…Beginnen hyperventileren op de Bosuil
VRT-journalist Chris Vandenabeele ontdekte het rauwe van de legendarische tribune 2 in 1993 en heeft ondertussen de smaak voor de Great Old goed te pakken. ‘Tussen mijn cafévrienden ben ik niet de meest beleefde supporter.’
‘In de jaren zeventig en tachtig raakte ik gefascineerd door Sportweekend en die houten vierkante palen. Op mijn 29e kwamen wij in Merksem wonen, vlak bij Deurne-Noord. Een kansarme buurt, met voetbal als uitlaatklep. Mijn eerste kennismaking, dat was echt meteen een coup de foudre. Directe verliefdheid. In het Engels zeggen ze: he fell like a man with no parachute. Dat was het! Vanaf de eerste seconde. Door die Britse sfeer. Van thuis uit ben ik een Match of theDay-volger en Liverpoolfan. Bij Antwerp kom je ook die rauwheid tegen.

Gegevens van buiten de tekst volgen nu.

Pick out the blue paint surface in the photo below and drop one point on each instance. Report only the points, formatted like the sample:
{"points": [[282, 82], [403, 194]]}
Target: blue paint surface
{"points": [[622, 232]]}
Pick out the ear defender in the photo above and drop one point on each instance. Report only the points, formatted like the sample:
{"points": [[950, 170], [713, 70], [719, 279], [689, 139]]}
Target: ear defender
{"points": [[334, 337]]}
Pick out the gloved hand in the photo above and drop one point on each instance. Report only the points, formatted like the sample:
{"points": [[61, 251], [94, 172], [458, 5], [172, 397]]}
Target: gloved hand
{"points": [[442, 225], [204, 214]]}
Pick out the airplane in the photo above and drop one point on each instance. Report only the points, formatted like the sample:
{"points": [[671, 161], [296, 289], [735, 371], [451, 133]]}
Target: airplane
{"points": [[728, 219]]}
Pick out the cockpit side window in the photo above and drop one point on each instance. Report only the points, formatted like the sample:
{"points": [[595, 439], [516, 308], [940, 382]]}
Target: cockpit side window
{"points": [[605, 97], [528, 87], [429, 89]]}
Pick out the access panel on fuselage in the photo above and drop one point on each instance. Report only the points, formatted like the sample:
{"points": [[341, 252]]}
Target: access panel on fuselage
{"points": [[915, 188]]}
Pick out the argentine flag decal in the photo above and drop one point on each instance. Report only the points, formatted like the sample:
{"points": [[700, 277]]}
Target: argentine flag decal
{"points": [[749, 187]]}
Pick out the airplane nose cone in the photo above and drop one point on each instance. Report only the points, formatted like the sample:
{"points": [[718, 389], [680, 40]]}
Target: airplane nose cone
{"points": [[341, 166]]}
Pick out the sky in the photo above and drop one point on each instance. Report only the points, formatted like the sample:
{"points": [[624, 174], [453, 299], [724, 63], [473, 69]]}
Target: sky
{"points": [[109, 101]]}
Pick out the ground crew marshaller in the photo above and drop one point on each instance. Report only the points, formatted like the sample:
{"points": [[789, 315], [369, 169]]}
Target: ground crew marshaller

Op het radionieuws durf ik weleens te zeggen: andermaal een glorieuze zege voor stamnummer 1.’ Chris Vandenabeele
‘Toen ik instapte, in de donkere jaren, waren we nog met 4000. Maar hoog in tribune 2, daar was het – ondanks alle verschrikkelijke sportieve ellende – altijd feest. Ik viel echt voor de authenticiteit en dat volkse karakter. Een Antwerpenaar is een brutale kerel met een goed hart. Die zegt: ‘Uit de weg, want ik zie u graag.’ Die mentaliteit past om de een of andere reden ook bij mij. Die onverklaarbare passie, het is om bang van te zijn. Het gaat door merg en been, kruipt letterlijk in mijn bloed. Op mijn veertigste begon ik eens te hyperventileren op de tribune. We speelden in tweede klasse en het werd duidelijk dat we opnieuw niet zouden promoveren. Als ik dan vanop afstand naar mezelf kijk, vind ik dat geweldig vreemd. Ook onze negentienjarige zoon Robbe heeft dat, die identificatie.
‘Door mijn nostalgische ziel koester ik het fotoboek De Bosuil: Royal Football Ground van de Nederlander Marco Magielse, met retrobeelden uit de jaren tachtig en negentig. Ik ben en blijf voor altijd een echte tribune 2-man, waar ik roep en ook soms scheld. Van emotie spring ik daar constant op. Tussen mijn cafévrienden ben ik niet de meest beleefde supporter.
‘Op de afbraak van onze kant zeg ik ja. Ook bij een huis moet je soms eens verbouwen. Maar de unieke sfeer moet toch van tribune 2 komen. Dat magische én het verleden dien je te koesteren. Stamnummer 1 heeft zo’n rijke geschiedenis dat ze daarvan stukken zouden moeten bijhouden in een eigen museum. In Wembley bewaren ze ook van die relikwieën, de deklat onder meer. Snap je? Vijf minuten voor de aftrap moet de fanfare rondkomen. Door de luidsprekers het clublied van Antwerp ‘ roêd en wit, de liefdevolle kleure‘. ( stilte) Daar krijg ik koude rillingen van, een krop in de keel. Zo ontroerend, man.
‘Ongelofelijk fier was ik toen ik werd gevraagd als een van de drie juryleden voor de nieuwe stadionomroeper. Een van de mooiste momenten uit mijn leven, echt waar. Na 44 jaar een opvolger kiezen voor de 82-jarige Daniel Vuylsteke. Samen met die legende én Patrick Goots mocht ik mijn mening geven. Dat maakte me trots en zenuwachtig.
‘Ik geef toe dat ik weende bij de promotie naar eerste klasse, maar qua orgasme was de 5-3 in de derby tegen GBA in november 2002, na een 0-3-achterstand, het beste wat me ooit overkwam. Als ik het radionieuws presenteer en ze winnen, dan durf ik wel eens te zeggen: andermaal een glorieuze zege voor stamnummer 1. ( grijnst) Alleen: ik mag daar niet mee overdrijven.’